This guide defines key terms you’ll encounter while using Dovetail. Whether you’re new to the platform or need a quick refresher, this reference helps you navigate Dovetail’s features so you can organize your data, analyze feedback, and share your insights with confidence.
A workspace is the top-level organizational structure that houses all of your company’s data and brings your entire team together. It serves as a single, centralized knowledge base where qualitative data is organized, analysized, queried and accessed.
Folders are a way to create a logical structure for organizing data, enabling intuitive navigation, controlled access, efficient searching, and using contextual chat.
Projects are a space for you to thoroughly analyze high-density data sources like customer interviews, usability tests, sales calls, or surveys to draw very detailed insights.
Channels uses AI to automatically analyze continuous streams of customer feedback from sources like support tickets, product reviews, or NPS responses and identifies and tracks themes over time.
Agents are AI-powered automations in Dovetail that perform actions on your behalf - from continuously monitor feedback, generate shareable docs, to notify via email or your team on Slack.
Contextual Chat is an AI assistant that provides detailed, insightful answers about your Dovetail data. You can ask questions at the Workspace, Folder, Channel, Project, Data, or Insight level and receive responses with direct citations. This feature allows you to have a continuous conversation with your data, from understanding the top user feedback to brainstorming a plan of action.

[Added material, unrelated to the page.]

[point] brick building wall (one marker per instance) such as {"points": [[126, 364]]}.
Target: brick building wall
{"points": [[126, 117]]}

With Dovetail Search, you can quickly find any object in your workspace, including projects, channels, data, highlights, and insights. You can filter results by common fields or tags to analyze themes across different projects and folders.
Data is an individual piece of information or a file uploaded into Dovetail for analysis. Common examples include video call recordings, usability tests, and surveys. Also referred to as a “data object”.

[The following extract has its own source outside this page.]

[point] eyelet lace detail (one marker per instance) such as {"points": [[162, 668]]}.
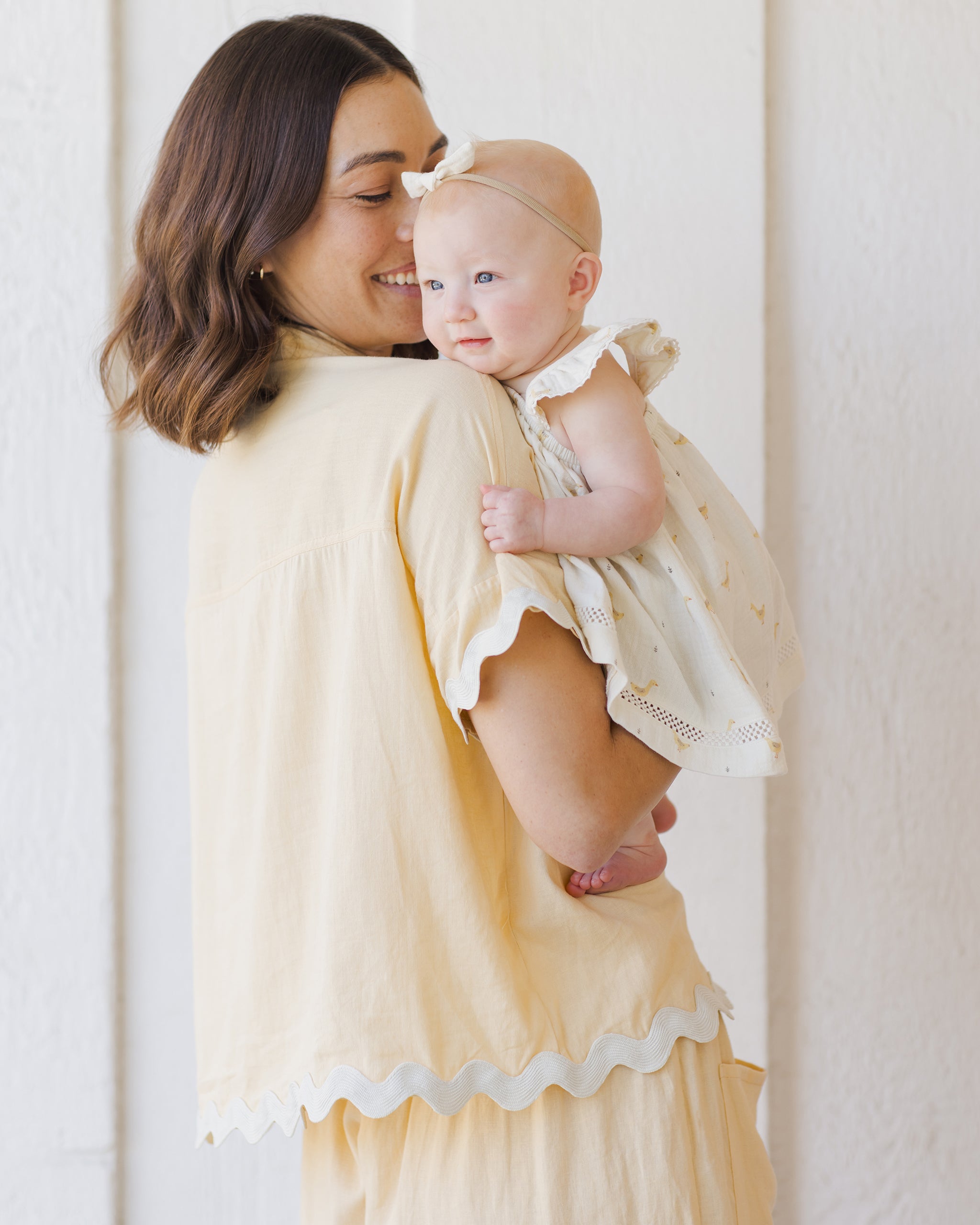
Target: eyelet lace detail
{"points": [[375, 1099], [746, 734], [590, 615]]}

A Field provides context that applies to an entire piece of data, enabling you to filter and analyze it across your workspace. Think of a field as a filter to refine your work and group data for analysis (e.g., assigning a region or a customer persona to a video call).
Tags are labels you attach to specific moments within a piece of data to help you find structure and themes in your research. They help you cluster similar content for analysis and identify patterns (e.g., tagging a specific moment in a video with “competitor mention” or “usability feedback”).

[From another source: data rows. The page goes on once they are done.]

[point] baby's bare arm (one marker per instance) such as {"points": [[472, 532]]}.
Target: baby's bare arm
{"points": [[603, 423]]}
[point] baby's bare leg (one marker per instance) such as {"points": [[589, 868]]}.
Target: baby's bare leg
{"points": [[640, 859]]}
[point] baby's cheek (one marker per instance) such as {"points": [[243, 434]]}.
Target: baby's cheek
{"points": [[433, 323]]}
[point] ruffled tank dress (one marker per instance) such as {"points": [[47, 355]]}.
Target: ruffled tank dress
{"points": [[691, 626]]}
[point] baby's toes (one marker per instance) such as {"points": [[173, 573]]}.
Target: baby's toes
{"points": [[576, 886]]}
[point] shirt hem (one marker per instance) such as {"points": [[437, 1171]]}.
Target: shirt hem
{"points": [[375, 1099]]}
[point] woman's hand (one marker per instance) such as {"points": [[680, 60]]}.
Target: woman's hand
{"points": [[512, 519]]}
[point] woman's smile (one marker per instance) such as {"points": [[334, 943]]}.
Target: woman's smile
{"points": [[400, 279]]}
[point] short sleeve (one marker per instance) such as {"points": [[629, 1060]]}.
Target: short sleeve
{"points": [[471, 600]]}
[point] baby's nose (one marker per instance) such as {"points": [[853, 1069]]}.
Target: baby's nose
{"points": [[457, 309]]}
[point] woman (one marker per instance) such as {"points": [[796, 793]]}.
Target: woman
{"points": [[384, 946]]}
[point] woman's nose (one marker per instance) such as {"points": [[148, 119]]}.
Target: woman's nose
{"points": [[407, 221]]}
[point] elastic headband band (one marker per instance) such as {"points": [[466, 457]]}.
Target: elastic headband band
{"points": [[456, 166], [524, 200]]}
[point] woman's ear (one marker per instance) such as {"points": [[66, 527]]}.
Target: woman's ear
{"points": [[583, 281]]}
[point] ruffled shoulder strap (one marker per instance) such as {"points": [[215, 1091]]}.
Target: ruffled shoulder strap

Data views are individually saved view and filter configurations for the data within your project. They eliminate the need to re-apply your preferences every time you open a project.
A Highlight reel in Dovetail is a video of stitched-together clips that share a theme, tag or topic. It’s a powerful way to bring the voice of your customer to life when sharing with your team or organization.
An Insight is a document used to generate, collaborate on, and share your research findings after data analysis. Think of it as a report in Dovetail, where you can turn your analysis into a published report to share with stakeholders. You can also think of these as “artifacts” that you create in Dovetail.
Data Points are individual pieces of feedback synced into a channel. Each data point represents a single piece of customer input, such as a support ticket, an app review, an NPS response, or any form of continuous feedback.
Topics are high-level categories that organize your themes. They provide structure to help you quickly navigate and understand your feedback landscape.